An emotional evening for Union Berlin supporters, as past and present unite 🔴⚪ pic.twitter.com/WjukPci5qR
— Bundesliga English (@Bundesliga_EN) August 18, 2019
Depois do emotivo tributo, o tom nas arquibancadas foi de protesto: a torcida berlinense, orgulhosa de ser uma das mais barulhentas e participativas do país, passou 15 minutos em silêncio absoluto. Era uma crítica irônica ao perfil do Red Bull Leipzig, apontado como o maior representante do “futebol moderno” e criticado por sua artificialidade. Graças ao aporte da patrocinadora, o Red Bull subiu da 5ª divisão para a Bundesliga em apenas sete anos e é hoje uma das equipes mais caras da Alemanha – e atual quarta colocada.
Destaques do time
Em sua quarta temporada de elite, a mística extrapolou o fora do campo e chegou ao destaque em desempenho, sob comando do suíço Urs Fischer, treinador do time desde julho de 2018.

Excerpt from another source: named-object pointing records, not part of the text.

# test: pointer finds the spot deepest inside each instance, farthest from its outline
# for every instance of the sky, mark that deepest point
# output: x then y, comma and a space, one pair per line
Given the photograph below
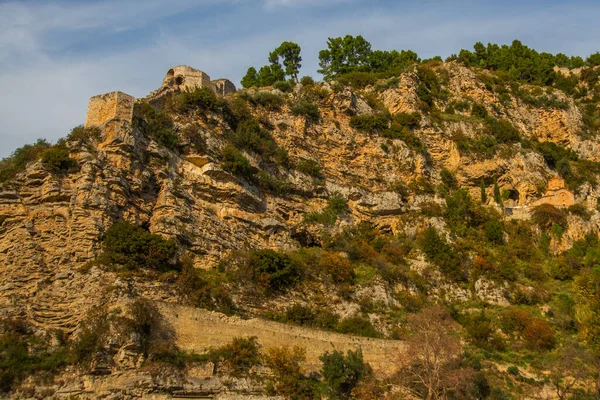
56, 54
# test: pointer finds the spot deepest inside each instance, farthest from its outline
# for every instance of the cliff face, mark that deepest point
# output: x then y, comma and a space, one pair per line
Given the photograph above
51, 225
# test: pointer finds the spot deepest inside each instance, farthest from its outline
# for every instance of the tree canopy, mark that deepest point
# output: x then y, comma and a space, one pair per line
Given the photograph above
267, 75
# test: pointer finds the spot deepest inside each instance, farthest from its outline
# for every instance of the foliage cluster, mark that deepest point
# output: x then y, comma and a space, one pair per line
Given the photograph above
132, 248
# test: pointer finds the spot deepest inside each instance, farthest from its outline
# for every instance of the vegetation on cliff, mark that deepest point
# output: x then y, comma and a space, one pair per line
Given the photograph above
420, 249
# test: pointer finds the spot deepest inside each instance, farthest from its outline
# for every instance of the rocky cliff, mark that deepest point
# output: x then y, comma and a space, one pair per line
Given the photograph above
52, 224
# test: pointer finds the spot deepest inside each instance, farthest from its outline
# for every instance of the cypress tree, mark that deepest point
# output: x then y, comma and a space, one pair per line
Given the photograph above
497, 195
483, 194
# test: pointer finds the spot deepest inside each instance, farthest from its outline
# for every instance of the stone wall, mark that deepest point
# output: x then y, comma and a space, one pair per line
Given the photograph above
224, 86
109, 106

Entre os destaques da equipe, estão o volante Rani Khedira, irmão de Sami Khedira, campeão do mundo com a seleção alemã, em 2014, e o atacante Sheraldo Becker, autor de 11 gols na liga, além de ter sete assistências.
Porém, o principal ponto forte do Union é a organização tática, especialmente defensiva, o que fez o time terminar a Bundesliga com a melhor defesa da competição, com apenas 38 gols sofridos, junto com o campeão Bayern de Munique.